RATIONALE: Recent studies have reported acidification of exhaled breath condensate (EBC) in inflammatory lung diseases. This phenomenon, designated "acidopnea," has been attributed to airway inflammation. OBJECTIVES: To determine whether salivary acids and bases can influence EBC pH in chronic obstructive pulmonary disease (COPD). METHODS: Measurements were made of pH, electrolytes, and volatile bases and acids in saliva and EBC equilibrated with air in 10 healthy subjects and 10 patients. RESULTS: The average EBC pH in COPD was reduced (normal, 7.24 +/- 0.24 SEM; range, 6.11-8.34; COPD, 6.67 +/- 0.18; range, 5.74-7.64; p = 0.079). EBCs were well buffered by NH(4)(+)/NH(3) and CO(2)/HCO(3)(-) in all but four patients, who had NH(4)(+) concentrations under 60 micromol/L, and acetate concentrations that approached or exceeded those of NH(4)(+). Saliva contained high concentrations of acetate (approximately 6,000 micromol/L) and NH(4)(+) (approximately 12,000 micromol/L). EBC acetate increased and EBC NH(4)(+) decreased when salivary pH was low, consistent with a salivary source for these volatile constituents. Nonvolatile acids did not play a significant role in determining pH of condensates because of extreme dilution of respiratory droplets by water vapor (approximately 1:12,000). Transfer of both acetic acid and NH(3) from the saliva to the EBC was in the gas phase rather than droplets. CONCLUSIONS: EBC acidification in COPD can be affected by the balance of volatile salivary acids and bases, suggesting that EBC pH may not be a reliable marker of airway acidification. Salivary acidification may play an important role in acidopnea.

Epithelial lining fluid solute concentrations in chronic obstructive lung disease patients and normal subjects.
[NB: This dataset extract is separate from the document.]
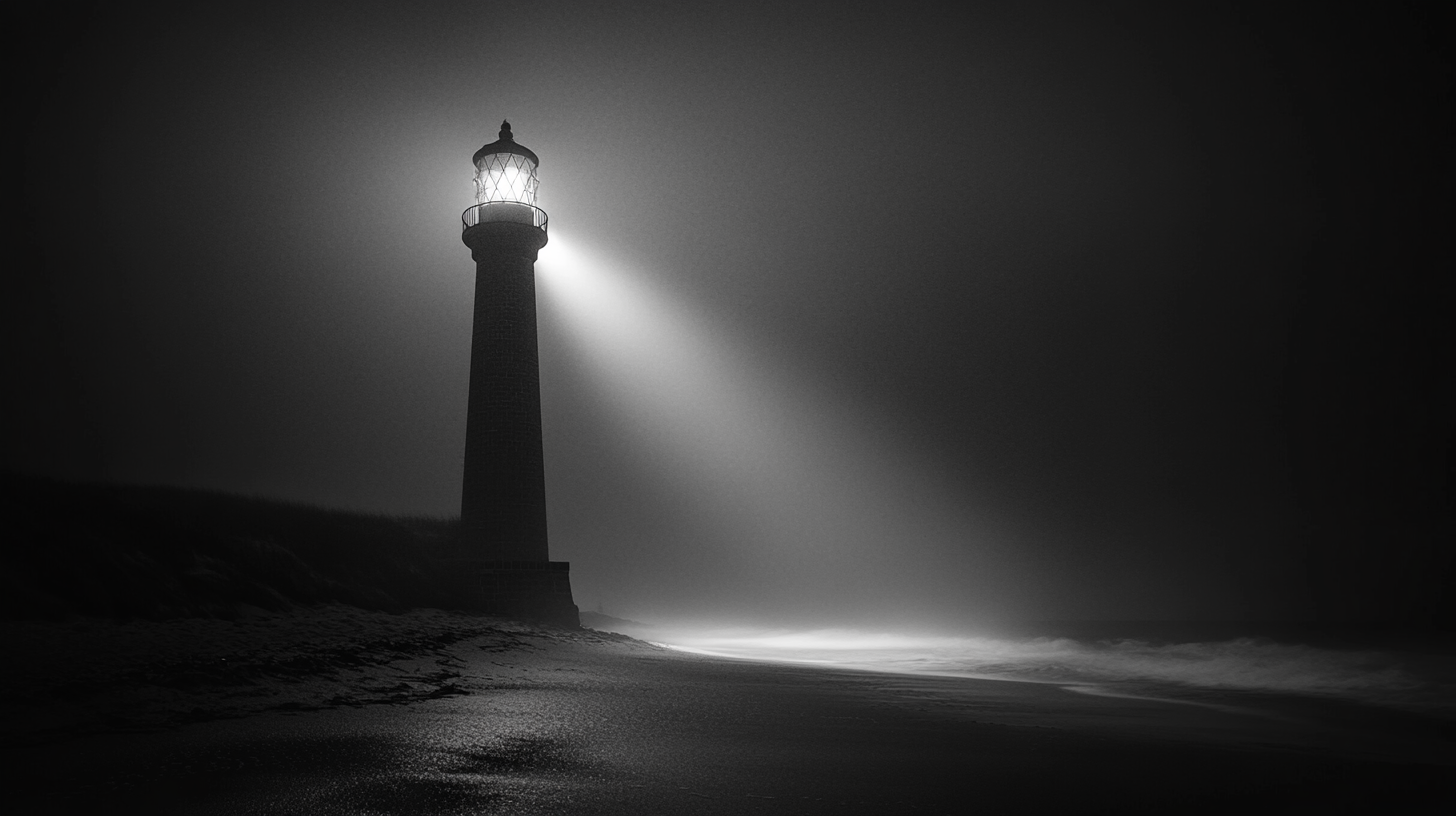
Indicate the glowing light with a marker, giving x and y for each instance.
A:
(792, 491)
(505, 177)
(1123, 668)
The exhaled breath condensate (EBC) method represents a new, noninvasive way to detect inflammatory and metabolic markers in the fluid that covers the airways [epithelial lining fluid (ELF)]. However, respiratory droplets represent only a very small and variable fraction of the EBC, most (approximately 99.99%) of which is water vapor. Our objective was to show that ELF concentrations could be calculated from EBC values by using any of three dilutional indicators (urea, total cations, and conductivity) in nine normal and nine chronic obstructive lung disease (COPD) subjects. EBC concentrations of Na(+), K(+), Ca(2+), Mg(2+), total cations, urea, and conductivity varied over a 10-fold range among individuals, but concentrations of these constituents (except Ca(2+)) remained well correlated (r(2) = 0.44-0.83, P < 0.001). Dilution (D) of respiratory droplets in water vapor was calculated by dividing plasma concentrations of the dilutional indicators by EBC concentrations. Estimates of D were not significantly different among these indicators, and urea D averaged 10,800 +/- 2,100 (SE) in normal and 12,600 +/- 3,300 in COPD subjects. Although calculated Na(+) concentrations in the ELF were less than one-half those in plasma, and concentrations of K(+), Ca(2+), and Mg(2+) exceeded those in plasma, total cation concentrations in ELF were not significantly different from those in plasma, indicating that ELF is isotonic in both normal and COPD subjects. EBC amylase concentrations (measured with an ultrasensitive procedure) indicated that saliva represented <10% of the respiratory (ELF) droplets in all but three samples. Dilutional and salivary markers are essential for interpretation of EBC studies.